第3話 Chapter(章) 1

 「2人共―、いつまで遊んでるのー。レイラー、ライラー。ランチの支度が出来たわよー。」

 姉妹の母親ミランダは、裏庭で遊ぶ姉妹を呼ぶと家に入って行った。

 しばらくして、姉妹は摘み取った花を片手に、手を繋いで家に戻ってきた。

 色違いの服を着て、容姿ようしが瓜二つ。

そう。姉妹は双子である。


 「全く2人共、ママのお手伝いの約束はどうしたの?チキンのアヒージョが冷めてしまいますよ。」


 姉妹は並んで椅子に腰掛けると摘んだ花をテーブルに置いた。

座る姿も仕草もシンメトリーだ。


 「ママごめんなさい。ライラと綺麗な花を見つけて、一緒に摘んでたの。」

「食べ終わったら、小さい花瓶を出してあげるから差しておきなさい。」

「ママー。私もレイラと同じ花瓶がいいー。」

「同じ花瓶はないの。別の花瓶で我慢しなさい。」

妹のライラはいつも姉レイラと同じ物を欲しがる。


 着ている服が色違いで同じ物なのは、父親ガイラにとっては、まだ2人の見分けが付かないらしく、ミランダによく愚痴っていた為だ。
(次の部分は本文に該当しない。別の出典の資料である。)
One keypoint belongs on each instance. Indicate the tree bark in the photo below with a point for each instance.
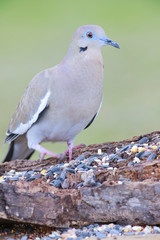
(130, 202)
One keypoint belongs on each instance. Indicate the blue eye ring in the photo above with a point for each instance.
(89, 34)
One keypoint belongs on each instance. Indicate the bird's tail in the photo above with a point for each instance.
(18, 149)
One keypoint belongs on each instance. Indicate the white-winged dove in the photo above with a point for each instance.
(60, 101)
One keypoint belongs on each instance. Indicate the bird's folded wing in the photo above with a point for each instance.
(32, 103)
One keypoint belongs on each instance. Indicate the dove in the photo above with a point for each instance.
(60, 101)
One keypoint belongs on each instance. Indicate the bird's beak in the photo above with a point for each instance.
(108, 41)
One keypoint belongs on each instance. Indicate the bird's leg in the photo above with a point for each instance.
(43, 151)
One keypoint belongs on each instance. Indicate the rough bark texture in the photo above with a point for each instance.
(135, 202)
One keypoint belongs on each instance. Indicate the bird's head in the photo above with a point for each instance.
(90, 36)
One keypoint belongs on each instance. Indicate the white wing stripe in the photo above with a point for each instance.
(23, 127)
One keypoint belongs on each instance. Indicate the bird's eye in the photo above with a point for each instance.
(89, 34)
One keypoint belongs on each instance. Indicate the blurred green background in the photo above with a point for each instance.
(35, 35)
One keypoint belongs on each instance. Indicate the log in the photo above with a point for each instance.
(130, 202)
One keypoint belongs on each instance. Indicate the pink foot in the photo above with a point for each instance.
(43, 151)
(70, 148)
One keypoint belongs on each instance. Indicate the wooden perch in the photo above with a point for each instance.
(129, 202)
 「パパは今日は帰りが遅いって言ってたから、2人共少しお勉強よ。簡単な魔術は覚えなきゃね。」

「まだ杖が無いと出来ない……。」

「あら。ライラはもう杖無しで魔術が使える様になってるわよ。あなたも頑張りなさいレイラ。」

そう言ってキッチンに引っ込むミランダ。


 出てくる時には紅茶のトレーを片手にテーブルについた。

ミランダは手振りだけで紅茶を淹れている。

姉妹はそれをじっと見ていた。


 「ママは物を動かすムーブ系魔術をたくさん勉強したわ。はい、レイラ、ライラ。お茶を飲みながら勉強しなさい。」

「分かったわママ。これからは杖はもう使わない。だって私、パパみたいになりたいもん。」

 姉のレイラは杖をテーブルに置いた。

「私もパパみたいになれる様に頑張るー。」


 2人共、魔術の絵本を見ながら手を動かしている。

妹のライラは、摘んできた花を一輪ずつ隣に動かす。

2人を交互に見ていたミランダ。


 「ライラ、その調子よ。頑張って。レイラもあと少し、気持ちを込めてみて。」

レイラの摘んだ花の一輪だけ、静かに浮いては落ちた。

「レイラ。心の中で思い描くの。花を浮かべて隣に動かす想像をするのよ。」


 ライラは摘んだ花を、全部隣に動かし終わると、絵本を見始めている。

レイラはやっと一輪を隣に動かせた。


 「やったー。ママ、動かせたー。」

「ちゃんと心の中に描けたからよ。さぁ、続けてレイラ。」

ミランダは優しい眼差しを向けている。


 レイラのムーブ系魔術は、ゆっくりだが上手く花を隣に動かせた。

最後の一輪。目線と同じ高さに浮き上がり、更に高く浮いていく。

レイラの手に少し力が掛かった。


 「フンッ!」

ボッと赤い炎に包まれ最後の一輪が燃え尽きた。

ミランダと、絵本を見ていたライラは、ボッという音に驚き、目を見張った。

「レイラ、すごーい。花、燃えて無くなっちゃった。」

「凄いわレイラ。あなたはバースト系魔術の方が得意なのかも知れないわね。」


 ライラも真似して高い位置まで花を浮かせた。

「えいっ!」

一輪の花は、ピュンと窓際に飛んでいった。


 「あらあら、ライラは炎を出すつもりだったのでは?」

「心の中で赤い炎が描けなくて、飛んでいく想像をしたの。」

「どうやら2人は違う得意魔術が身に付きそうね。」

向かいに座って2人を見ていたミランダは、優しく微笑んだ。


10歳の双子姉妹の魔術覚醒だった。